Have_You_Lost_Your_Mind_Yet

« Have you lost your mind yet? / Then get free tonight » (« Etes-vous enfin devenu fou ? / Si oui, alors on va se libérer ce soir ! ») ("Chocolate Samurai")

Et la folie, sous quelle que forme que ce soit, Xavier Amin Dphrepaulezz, un peu plus connu – mais pas encore assez – sous son nom de scène de Fantastic Negrito, l’a connue de près : entre diverses activités illégales et un accident de la route qui lui fut presque fatal, et si l’on ajoute un faux départ dans les années 90 de sa carrière musicale sous l’égide de Prince, la vie n’a pas été simple pour lui. Et l’on ne parle même pas de ce que ça peut être d’être élevé dans une fratrie de quinze (15 !) enfants par un père profondément religieux… Aujourd’hui Xavier est un musicien reconnu, récompensé par des Grammy Awards pour chacun de ses deux premiers albums, et son objectif – qui ne lui vaudra sans doute pas l’affection des militants afro-américains les plus extrémistes – est de « faire aimer la musique noire à tous ».

Mais loin de tout conformisme musical, de toute concession au succès, Fantastic Negrito a choisi de partager en toute sincérité l’histoire de sa vie, aussi choquante, aussi triste soit-elle. De faire danser son public sur du funk, du blues, de la soul, voire du rock certes irrésistible, mais surtout urgent. Voire désespéré. Son précédent album, "Please Don’t Be Dead", était une pure merveille de sensations débordantes, de douleur et de joie mêlées. Un disque extatique, bouleversant. Un disque unique. Du coup, les premières écoutes de "Have You Lost Your Mind Yet?", son troisième album depuis son retour, peuvent décevoir : parfaitement extatique, jouissif même, le funk hyper-efficace de "Chocolate Samourai"i, qui se transmue en swing jazzy, nous offre l’image d’un musicien enfin bien dans sa peau…

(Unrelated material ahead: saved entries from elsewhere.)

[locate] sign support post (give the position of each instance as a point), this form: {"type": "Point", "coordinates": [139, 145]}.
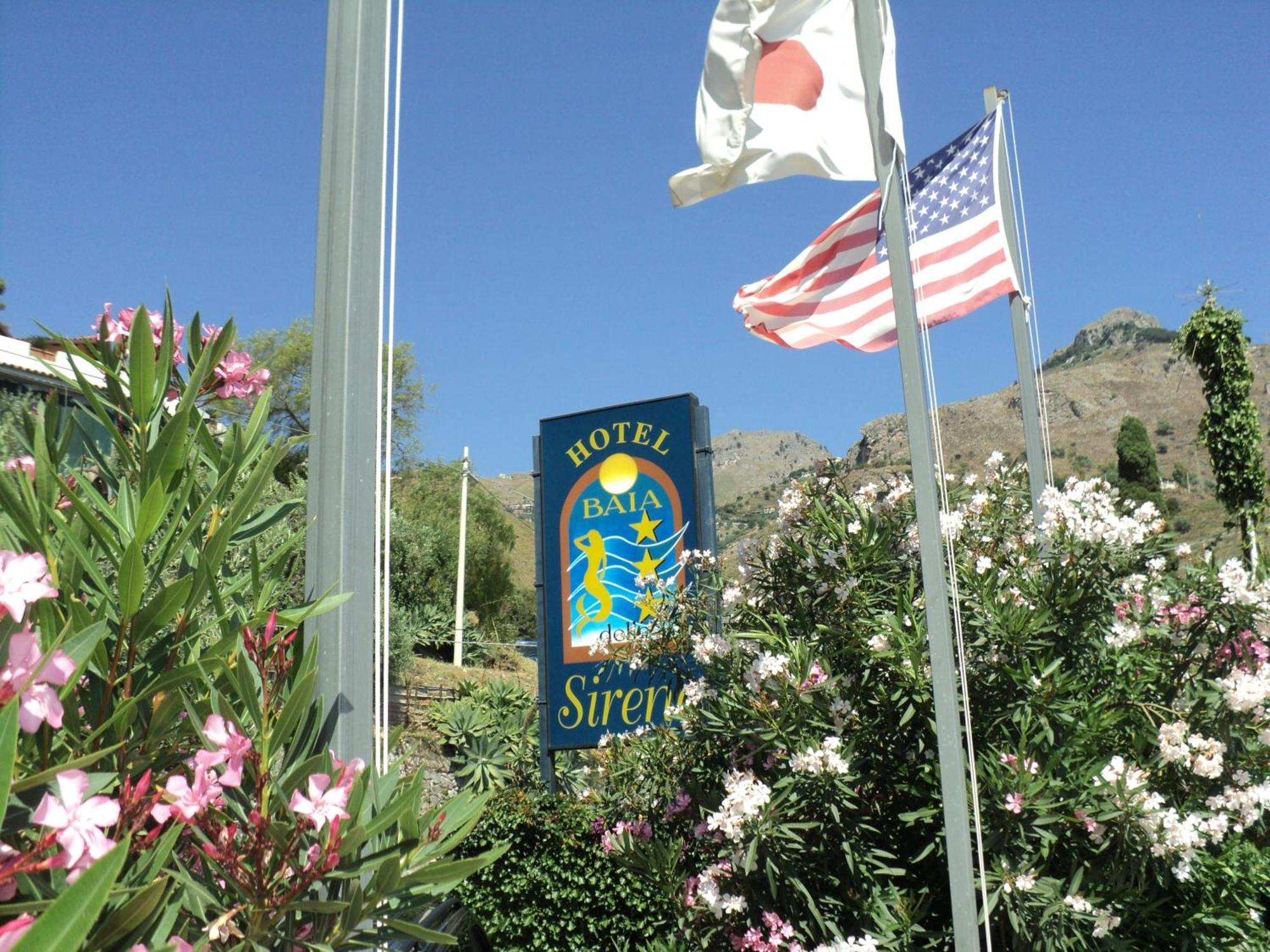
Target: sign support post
{"type": "Point", "coordinates": [463, 562]}
{"type": "Point", "coordinates": [547, 761]}
{"type": "Point", "coordinates": [347, 310]}
{"type": "Point", "coordinates": [888, 162]}
{"type": "Point", "coordinates": [1029, 399]}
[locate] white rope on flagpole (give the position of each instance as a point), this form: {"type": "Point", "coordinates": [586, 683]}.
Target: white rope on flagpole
{"type": "Point", "coordinates": [951, 552]}
{"type": "Point", "coordinates": [1017, 183]}
{"type": "Point", "coordinates": [387, 630]}
{"type": "Point", "coordinates": [377, 656]}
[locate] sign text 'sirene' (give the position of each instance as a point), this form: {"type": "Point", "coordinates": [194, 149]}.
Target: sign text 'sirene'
{"type": "Point", "coordinates": [619, 512]}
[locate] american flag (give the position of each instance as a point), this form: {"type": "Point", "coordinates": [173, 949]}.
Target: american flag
{"type": "Point", "coordinates": [840, 288]}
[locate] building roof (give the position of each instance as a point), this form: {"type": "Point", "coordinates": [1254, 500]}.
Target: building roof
{"type": "Point", "coordinates": [34, 366]}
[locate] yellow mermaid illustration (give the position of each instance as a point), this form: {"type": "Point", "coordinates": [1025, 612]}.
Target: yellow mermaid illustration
{"type": "Point", "coordinates": [592, 545]}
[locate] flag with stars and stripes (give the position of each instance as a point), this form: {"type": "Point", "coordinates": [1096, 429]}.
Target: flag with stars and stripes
{"type": "Point", "coordinates": [840, 288]}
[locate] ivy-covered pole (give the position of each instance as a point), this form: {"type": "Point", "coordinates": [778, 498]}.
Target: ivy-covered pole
{"type": "Point", "coordinates": [1231, 428]}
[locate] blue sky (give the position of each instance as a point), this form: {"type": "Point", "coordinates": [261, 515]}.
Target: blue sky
{"type": "Point", "coordinates": [542, 267]}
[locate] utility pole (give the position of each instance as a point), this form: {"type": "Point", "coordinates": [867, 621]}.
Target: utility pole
{"type": "Point", "coordinates": [463, 563]}
{"type": "Point", "coordinates": [1020, 319]}
{"type": "Point", "coordinates": [347, 319]}
{"type": "Point", "coordinates": [888, 163]}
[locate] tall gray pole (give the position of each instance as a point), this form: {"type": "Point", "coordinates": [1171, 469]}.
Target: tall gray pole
{"type": "Point", "coordinates": [463, 563]}
{"type": "Point", "coordinates": [1029, 399]}
{"type": "Point", "coordinates": [944, 678]}
{"type": "Point", "coordinates": [347, 303]}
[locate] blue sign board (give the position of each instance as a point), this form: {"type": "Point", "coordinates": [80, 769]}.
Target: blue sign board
{"type": "Point", "coordinates": [622, 496]}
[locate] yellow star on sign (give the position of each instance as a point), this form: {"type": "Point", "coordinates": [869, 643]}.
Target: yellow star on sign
{"type": "Point", "coordinates": [647, 606]}
{"type": "Point", "coordinates": [647, 567]}
{"type": "Point", "coordinates": [646, 529]}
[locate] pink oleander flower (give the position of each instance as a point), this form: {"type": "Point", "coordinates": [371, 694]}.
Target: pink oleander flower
{"type": "Point", "coordinates": [232, 746]}
{"type": "Point", "coordinates": [638, 830]}
{"type": "Point", "coordinates": [177, 942]}
{"type": "Point", "coordinates": [679, 805]}
{"type": "Point", "coordinates": [23, 579]}
{"type": "Point", "coordinates": [1250, 652]}
{"type": "Point", "coordinates": [79, 823]}
{"type": "Point", "coordinates": [815, 677]}
{"type": "Point", "coordinates": [324, 803]}
{"type": "Point", "coordinates": [116, 329]}
{"type": "Point", "coordinates": [30, 673]}
{"type": "Point", "coordinates": [8, 889]}
{"type": "Point", "coordinates": [186, 802]}
{"type": "Point", "coordinates": [238, 380]}
{"type": "Point", "coordinates": [15, 930]}
{"type": "Point", "coordinates": [26, 464]}
{"type": "Point", "coordinates": [119, 328]}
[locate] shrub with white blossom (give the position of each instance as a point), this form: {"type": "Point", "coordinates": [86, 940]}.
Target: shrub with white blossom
{"type": "Point", "coordinates": [1120, 691]}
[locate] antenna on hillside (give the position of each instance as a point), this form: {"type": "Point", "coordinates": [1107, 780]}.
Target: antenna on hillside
{"type": "Point", "coordinates": [1210, 290]}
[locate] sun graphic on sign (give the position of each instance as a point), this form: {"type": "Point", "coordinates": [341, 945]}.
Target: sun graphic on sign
{"type": "Point", "coordinates": [618, 474]}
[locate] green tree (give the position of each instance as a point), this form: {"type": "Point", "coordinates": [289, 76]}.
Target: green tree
{"type": "Point", "coordinates": [288, 352]}
{"type": "Point", "coordinates": [427, 499]}
{"type": "Point", "coordinates": [1231, 428]}
{"type": "Point", "coordinates": [1137, 470]}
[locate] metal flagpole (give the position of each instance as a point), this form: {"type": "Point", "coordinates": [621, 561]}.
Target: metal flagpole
{"type": "Point", "coordinates": [463, 563]}
{"type": "Point", "coordinates": [347, 303]}
{"type": "Point", "coordinates": [1019, 319]}
{"type": "Point", "coordinates": [890, 163]}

Mais ce n’est qu’une illusion, bien sûr, et dès le morceau suivant (le redoutable "I’m So Happy I Cry"), et au fur et à mesure que défilent les titres, allant comme toujours chez Fantastic Negrito explorer nombre de formes musicales différentes, du Gospel à la Soul, en passant par le Blues et, plus occasionnellement que sur l’album précédent, le Rock (comme la ballade "How Long?" dans la quelle certains pourront trouver des échos du "Dream On" d’Aerosmith…),on comprend que l’ère de la réconciliation n’est pas encore arrivée. Bourrées de ces questions morales, de ces doutes existentiels, de ce mal-être frôlant la schizophrénie… de ces remugles d’une vie trop difficile au sein d’une société hostile, les chansons de Fantastic Negrito ressemblent toujours à des danses extatiques au bord du volcan.

« Excuse me madam… Señorita… may I call you Señorita ? / Yes you can… / Is there Justice in America ? / In America, there is justice, just as long as you have some money…» (« Excusez-moi madame… Señorita… puis-je vous appeler Señorita ? / Oui, vous pouvez… / Y a-t-il une justice aux Etats-Unis ? Aux Etats-Unis, il y a une justice, du moment que vous avez de l’argent… ») ("Justice in America")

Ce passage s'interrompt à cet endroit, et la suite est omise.